We have been undergoing intensive training for six months. Individually, we are ready. But we will be called upon to work in groups, in small teams of a dozen men each in charge of a guerrilla sector. The life of the maquis, the dangerous missions that await us, require that this group be made up of men who know each other, who get along and where there is mutual trust. This is why the teams formed must undergo a final group training under conditions as close to reality as possible.
Each group receives its complete combat equipment.
So we touch our jungle clothing in coloring adapted to the environment. All our material is also suitable for camouflage, whether it is soap, toothpaste tubes... or toilet paper. We receive our medicine kits, our individual weapons, our weapons and collective equipment:shotgun, mortar, machine gun, explosives and all sabotage accessories, mosquito nets, tent canvas, fishing kits, ammunition... In fact of food, we only receive a minimum:salt, sugar, tea, flour, dehydrated fruits or vegetables. All meat and fresh vegetables will have to be acquired by trapping and gathering in the forest.
One fine day, a “mongoose” van drops us off at a bend in a path in the deep forests of southern Belgaum, the other groups a few tens of kilometers away. We must consider them as hostile people, absolutely avoid being seen and seek, on the contrary, to discover their quartering, to study them and to prepare the attack.
We we therefore have a working framework, supplemented by the fact that we must also avoid being seen by the few villages in the sector or by the loggers who work in the logging.
We must also live like we will have to do it, build our camp, establish hiding places, hidden or trapped access and retreat routes, live, that is to say feed ourselves and stay in good health, make a complete topographical survey of the region with our only compass as we will do when we are parachuted, search for drop sites, study roads and rivers to prepare ambushes and sabotages.
During the four months that we spend deep in the jungle, in the middle of the monsoon season, with rain every day, we will change sides several times. It's the same routine every time. You have to explore first to find the perfect place. Once the site has been chosen, the equipment must be carried on beams or suspended from poles, an operation which is always tiring and painful because, in order not to create a path, it is necessary to take paths in the rocks or in the course of the rivers.
Once the equipment has been brought in, you have to build the hut, group hut or individual hut, that is to say, you have to cut bamboo or logs, assemble them, go to harvesting armfuls of grass, assembling them in bundles, thatching the roof or installing bamboo gutters.
You have to build a bamboo floor and beds, prepare the hearth, the shelter radio, caches of weapons or explosives which must be protected from humidity. You must install a pantry that is also protected from humidity and attacks by fungi, rodents or civet cats, termites and ants...
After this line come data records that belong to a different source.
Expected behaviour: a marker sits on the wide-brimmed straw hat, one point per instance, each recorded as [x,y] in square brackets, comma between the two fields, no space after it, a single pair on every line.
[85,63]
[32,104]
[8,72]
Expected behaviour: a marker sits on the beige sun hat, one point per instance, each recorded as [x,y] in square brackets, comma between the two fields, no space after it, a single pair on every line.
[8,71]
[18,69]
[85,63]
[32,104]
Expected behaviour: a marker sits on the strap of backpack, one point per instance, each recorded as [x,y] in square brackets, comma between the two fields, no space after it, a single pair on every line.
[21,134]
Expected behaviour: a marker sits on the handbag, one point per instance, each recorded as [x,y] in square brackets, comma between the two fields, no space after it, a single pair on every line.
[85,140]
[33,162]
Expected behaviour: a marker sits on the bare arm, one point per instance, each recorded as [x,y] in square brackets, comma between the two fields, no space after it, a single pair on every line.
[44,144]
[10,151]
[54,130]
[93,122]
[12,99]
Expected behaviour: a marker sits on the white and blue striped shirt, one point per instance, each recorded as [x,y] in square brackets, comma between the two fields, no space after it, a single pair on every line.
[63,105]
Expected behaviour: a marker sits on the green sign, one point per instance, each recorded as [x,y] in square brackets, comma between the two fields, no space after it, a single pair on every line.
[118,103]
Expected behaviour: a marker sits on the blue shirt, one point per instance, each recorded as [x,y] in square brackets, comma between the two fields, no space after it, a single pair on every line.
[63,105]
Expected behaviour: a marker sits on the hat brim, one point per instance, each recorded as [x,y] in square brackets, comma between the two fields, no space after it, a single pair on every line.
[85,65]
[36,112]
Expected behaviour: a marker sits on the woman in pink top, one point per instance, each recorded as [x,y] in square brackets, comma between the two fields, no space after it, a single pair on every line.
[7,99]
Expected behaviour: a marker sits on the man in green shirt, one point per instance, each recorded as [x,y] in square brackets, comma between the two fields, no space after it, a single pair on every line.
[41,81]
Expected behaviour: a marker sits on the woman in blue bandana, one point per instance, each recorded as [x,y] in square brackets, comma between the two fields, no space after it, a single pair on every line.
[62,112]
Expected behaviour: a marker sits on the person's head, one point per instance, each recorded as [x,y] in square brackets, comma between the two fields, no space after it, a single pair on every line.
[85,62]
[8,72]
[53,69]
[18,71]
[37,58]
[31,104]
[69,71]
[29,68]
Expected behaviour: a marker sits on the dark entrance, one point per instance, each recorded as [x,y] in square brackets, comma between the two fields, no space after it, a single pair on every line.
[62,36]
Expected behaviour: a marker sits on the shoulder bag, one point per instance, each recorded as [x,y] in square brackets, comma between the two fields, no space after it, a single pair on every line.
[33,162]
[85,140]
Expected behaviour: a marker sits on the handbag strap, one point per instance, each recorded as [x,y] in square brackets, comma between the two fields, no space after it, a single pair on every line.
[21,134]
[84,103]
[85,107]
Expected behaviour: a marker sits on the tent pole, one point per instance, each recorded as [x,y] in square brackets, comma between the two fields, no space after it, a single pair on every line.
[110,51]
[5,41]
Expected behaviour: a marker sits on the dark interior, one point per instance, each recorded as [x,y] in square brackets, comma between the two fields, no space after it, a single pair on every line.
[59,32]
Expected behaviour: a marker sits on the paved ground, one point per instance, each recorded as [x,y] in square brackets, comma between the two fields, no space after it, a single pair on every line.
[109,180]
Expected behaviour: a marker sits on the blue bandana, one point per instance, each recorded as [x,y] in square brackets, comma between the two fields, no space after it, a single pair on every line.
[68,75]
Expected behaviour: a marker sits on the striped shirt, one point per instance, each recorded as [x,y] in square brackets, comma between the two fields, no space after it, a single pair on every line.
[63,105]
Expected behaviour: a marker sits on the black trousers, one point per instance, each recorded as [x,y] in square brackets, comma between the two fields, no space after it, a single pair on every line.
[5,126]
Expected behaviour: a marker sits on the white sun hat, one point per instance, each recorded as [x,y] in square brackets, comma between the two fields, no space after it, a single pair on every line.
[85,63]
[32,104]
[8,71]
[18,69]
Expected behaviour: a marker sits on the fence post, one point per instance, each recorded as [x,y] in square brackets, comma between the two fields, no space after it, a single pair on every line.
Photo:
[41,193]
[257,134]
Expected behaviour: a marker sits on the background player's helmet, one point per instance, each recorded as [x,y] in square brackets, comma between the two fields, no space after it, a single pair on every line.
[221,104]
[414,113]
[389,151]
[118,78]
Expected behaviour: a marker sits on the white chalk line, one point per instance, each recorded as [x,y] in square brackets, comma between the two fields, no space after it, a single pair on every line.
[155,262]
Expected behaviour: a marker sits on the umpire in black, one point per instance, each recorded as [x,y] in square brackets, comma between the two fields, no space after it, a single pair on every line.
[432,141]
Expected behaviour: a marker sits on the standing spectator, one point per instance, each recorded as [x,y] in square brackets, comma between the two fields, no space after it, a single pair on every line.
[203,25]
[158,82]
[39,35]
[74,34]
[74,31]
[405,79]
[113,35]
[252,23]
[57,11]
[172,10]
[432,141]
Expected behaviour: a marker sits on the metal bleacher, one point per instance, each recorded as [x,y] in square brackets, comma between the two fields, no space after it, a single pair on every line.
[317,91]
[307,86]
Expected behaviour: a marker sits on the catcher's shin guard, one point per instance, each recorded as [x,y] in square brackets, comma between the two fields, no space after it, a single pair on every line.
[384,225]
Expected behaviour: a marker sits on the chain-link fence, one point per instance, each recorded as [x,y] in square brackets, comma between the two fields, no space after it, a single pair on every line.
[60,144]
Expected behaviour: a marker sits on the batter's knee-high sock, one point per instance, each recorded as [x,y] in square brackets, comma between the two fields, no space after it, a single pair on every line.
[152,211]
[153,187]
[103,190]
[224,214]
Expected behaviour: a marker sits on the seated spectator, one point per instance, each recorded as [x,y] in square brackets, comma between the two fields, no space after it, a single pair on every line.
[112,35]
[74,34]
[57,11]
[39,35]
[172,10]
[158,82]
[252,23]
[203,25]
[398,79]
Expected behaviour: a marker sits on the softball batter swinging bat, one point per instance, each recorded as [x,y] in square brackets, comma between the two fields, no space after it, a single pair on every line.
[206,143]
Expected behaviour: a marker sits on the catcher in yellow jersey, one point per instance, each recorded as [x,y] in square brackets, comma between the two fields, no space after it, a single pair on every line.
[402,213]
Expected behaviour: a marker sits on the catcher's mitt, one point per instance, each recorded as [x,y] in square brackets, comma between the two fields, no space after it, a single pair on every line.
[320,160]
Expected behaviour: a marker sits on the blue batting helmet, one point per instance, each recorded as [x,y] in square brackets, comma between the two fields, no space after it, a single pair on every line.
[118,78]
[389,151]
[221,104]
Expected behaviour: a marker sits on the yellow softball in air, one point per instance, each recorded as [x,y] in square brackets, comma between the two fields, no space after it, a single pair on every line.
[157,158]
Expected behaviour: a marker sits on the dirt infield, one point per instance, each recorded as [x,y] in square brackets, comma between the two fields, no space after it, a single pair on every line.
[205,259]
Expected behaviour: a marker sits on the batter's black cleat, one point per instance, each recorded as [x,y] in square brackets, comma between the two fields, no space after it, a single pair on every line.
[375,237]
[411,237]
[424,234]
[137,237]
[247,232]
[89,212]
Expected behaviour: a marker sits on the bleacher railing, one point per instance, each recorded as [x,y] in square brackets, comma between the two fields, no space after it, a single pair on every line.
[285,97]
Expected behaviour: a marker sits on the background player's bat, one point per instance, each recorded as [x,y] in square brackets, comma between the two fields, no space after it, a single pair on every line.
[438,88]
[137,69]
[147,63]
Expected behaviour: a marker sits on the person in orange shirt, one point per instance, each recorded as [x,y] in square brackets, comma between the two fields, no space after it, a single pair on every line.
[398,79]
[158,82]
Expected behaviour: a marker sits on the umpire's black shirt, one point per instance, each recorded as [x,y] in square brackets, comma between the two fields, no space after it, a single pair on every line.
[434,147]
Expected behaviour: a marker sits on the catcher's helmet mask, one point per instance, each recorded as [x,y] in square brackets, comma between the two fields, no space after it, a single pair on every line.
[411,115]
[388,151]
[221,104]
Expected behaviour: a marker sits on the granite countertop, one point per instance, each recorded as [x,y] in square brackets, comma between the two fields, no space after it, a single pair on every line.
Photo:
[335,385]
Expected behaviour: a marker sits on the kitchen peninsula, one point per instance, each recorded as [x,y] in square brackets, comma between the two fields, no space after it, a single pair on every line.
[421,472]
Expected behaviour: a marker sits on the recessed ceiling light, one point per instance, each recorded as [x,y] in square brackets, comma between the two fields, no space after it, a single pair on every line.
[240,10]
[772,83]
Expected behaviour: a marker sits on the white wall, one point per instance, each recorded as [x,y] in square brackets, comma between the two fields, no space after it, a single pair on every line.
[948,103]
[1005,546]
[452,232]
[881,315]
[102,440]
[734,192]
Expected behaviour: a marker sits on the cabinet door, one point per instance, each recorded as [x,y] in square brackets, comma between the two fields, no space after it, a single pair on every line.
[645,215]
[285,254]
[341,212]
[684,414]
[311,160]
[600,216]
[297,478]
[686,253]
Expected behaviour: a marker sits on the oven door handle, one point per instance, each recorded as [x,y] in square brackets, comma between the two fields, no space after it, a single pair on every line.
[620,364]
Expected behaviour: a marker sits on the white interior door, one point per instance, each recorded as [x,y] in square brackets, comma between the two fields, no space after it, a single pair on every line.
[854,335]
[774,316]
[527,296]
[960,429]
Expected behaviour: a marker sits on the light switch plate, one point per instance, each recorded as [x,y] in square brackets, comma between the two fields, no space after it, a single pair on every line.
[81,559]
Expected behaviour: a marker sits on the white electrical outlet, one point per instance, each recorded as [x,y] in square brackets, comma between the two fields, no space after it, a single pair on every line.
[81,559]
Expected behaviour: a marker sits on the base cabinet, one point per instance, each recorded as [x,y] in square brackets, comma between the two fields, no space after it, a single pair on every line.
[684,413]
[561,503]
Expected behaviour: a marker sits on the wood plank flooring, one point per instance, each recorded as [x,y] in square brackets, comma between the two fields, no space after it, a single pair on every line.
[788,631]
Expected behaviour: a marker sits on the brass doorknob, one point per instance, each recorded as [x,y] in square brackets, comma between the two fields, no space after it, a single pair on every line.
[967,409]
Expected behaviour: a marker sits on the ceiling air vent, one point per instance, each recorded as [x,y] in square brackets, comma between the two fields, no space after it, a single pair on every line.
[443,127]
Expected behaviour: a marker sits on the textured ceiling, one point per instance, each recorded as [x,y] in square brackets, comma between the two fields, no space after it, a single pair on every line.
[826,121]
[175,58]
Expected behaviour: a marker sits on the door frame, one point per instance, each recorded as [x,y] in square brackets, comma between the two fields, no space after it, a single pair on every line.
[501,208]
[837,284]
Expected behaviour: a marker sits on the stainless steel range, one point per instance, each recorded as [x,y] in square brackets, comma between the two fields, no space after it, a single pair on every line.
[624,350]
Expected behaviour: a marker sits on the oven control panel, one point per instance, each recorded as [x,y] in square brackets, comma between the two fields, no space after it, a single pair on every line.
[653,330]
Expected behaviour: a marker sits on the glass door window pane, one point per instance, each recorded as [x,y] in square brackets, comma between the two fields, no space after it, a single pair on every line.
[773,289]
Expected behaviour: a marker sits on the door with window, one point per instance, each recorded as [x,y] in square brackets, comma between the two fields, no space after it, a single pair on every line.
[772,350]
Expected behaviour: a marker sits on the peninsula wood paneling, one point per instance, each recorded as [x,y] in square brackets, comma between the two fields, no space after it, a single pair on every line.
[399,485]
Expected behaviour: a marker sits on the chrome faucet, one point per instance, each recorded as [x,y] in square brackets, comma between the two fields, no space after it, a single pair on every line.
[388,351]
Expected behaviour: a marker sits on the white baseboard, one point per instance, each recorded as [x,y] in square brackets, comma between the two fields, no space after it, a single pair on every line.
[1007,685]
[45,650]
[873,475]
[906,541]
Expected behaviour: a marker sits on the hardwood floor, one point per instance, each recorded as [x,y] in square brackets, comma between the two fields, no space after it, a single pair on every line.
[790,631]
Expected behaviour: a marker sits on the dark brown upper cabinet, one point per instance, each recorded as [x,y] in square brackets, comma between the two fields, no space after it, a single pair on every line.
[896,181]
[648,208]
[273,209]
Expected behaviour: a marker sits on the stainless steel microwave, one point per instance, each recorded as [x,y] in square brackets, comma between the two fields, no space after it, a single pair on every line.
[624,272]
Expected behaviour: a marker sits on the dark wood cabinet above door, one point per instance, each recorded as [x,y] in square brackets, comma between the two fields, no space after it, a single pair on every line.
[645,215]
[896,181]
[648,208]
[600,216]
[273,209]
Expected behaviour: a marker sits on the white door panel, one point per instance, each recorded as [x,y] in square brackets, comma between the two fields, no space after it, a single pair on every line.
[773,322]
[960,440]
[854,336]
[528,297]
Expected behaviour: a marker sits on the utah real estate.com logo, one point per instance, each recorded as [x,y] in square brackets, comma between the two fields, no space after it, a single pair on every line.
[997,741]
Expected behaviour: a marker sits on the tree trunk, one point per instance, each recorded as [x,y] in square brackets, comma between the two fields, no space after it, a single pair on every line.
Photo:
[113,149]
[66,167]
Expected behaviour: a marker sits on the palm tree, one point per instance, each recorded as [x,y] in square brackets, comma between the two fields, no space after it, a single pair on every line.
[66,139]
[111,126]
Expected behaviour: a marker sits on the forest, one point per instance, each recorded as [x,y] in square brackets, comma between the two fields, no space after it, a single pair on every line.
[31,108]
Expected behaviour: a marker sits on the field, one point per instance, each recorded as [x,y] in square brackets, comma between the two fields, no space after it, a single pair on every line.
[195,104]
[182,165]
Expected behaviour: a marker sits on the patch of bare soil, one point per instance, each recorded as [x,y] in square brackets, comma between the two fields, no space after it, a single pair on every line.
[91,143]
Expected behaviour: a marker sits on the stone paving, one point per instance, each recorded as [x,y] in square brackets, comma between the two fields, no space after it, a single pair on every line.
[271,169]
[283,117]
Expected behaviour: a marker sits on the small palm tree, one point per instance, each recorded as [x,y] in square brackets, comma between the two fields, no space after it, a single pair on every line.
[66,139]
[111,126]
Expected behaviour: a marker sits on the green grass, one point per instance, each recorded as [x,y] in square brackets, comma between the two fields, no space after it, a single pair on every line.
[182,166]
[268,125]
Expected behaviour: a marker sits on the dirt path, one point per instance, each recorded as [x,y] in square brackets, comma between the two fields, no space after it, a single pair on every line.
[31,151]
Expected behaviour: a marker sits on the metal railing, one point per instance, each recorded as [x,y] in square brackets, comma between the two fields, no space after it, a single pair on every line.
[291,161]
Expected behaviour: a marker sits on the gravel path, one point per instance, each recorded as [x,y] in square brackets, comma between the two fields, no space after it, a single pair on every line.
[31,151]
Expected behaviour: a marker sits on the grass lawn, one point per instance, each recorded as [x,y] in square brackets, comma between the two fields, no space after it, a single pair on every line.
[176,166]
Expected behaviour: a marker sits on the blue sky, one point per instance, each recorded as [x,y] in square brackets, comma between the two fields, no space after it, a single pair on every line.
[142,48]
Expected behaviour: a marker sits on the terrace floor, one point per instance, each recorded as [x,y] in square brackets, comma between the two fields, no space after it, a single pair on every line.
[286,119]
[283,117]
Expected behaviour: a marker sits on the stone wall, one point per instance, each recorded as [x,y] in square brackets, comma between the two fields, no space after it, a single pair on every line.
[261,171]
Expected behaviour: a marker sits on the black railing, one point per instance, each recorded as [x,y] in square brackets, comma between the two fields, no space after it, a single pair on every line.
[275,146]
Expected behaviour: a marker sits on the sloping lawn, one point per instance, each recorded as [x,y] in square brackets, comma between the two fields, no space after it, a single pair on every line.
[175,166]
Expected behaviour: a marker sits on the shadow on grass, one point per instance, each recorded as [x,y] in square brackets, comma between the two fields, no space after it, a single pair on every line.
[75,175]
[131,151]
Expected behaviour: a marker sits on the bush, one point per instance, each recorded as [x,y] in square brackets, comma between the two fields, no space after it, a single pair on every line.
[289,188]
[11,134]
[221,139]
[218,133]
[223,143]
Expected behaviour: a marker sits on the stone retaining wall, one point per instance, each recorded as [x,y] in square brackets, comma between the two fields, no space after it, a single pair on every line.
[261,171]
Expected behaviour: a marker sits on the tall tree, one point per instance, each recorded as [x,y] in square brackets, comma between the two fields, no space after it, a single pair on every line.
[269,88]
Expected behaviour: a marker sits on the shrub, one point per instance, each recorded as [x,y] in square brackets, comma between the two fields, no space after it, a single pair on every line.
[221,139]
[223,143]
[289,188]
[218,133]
You have to look for the place where we will wash and install a device to prevent the soapy water from revealing our position downstream. We must prepare the access roads in such a way that no curious person can reach our camp; for this we use watercourses, rocky passages where traces are not imprinted. We must cut well-camouflaged secret tracks for a possible rapid retreat, dig holes in which, in the event of an attack or a hasty departure, we will place, well protected in airtight containers, explosives or ammunition.
It is necessary to establish several kilometers from the camp, caches well camouflaged and well protected from humidity, termites, in which we place spare parts, radio, weapons, ammunition, medicines , clothes...
If we have to evacuate our camp in a hurry, we can abandon everything, we will go and restock in our hiding place. However, we always keep handy, whether we're going to wash up or chopping wood or cooking, an emergency knapsack that contains some submachine gun magazines for Sten, some sabotage utensils , atebrin, MB tablets, some high-calorie relief foods, a. compass, crystals from the radio, the code... With that, and our dagger that never leaves us, we can stay hidden for several days, if necessary, before reaching the resupply hiding place.
Every day we walk, we hunt, we take turns cooking. In groups of two or three, we go on reconnaissance to try to locate the opposing camps. For this, we systematically study all the paths to detect traces of footsteps, all the streams to discover traces of soap. We listen carefully to identify sounds of abatis or detonations.
We make long raids to "attack" a village, fifty kilometers in eight hours in the jungle. The group leader has established a training and maintenance program that keeps us going all day. At night, in turn, everyone takes the watch, at some distance from the camp, where listening is best. We now know our destination and have started studying the local language, geography, history.
And then, one fine day, a van comes to pick us up and drop us off at the station. After three days by train, we find ourselves at the field of Jessore, in Bengal. We are given new equipment, maps... and we climb into the big "Liberator" which awaits us... In eight hours, we will jump, in the middle of the night... for good, on the rear of the enemy.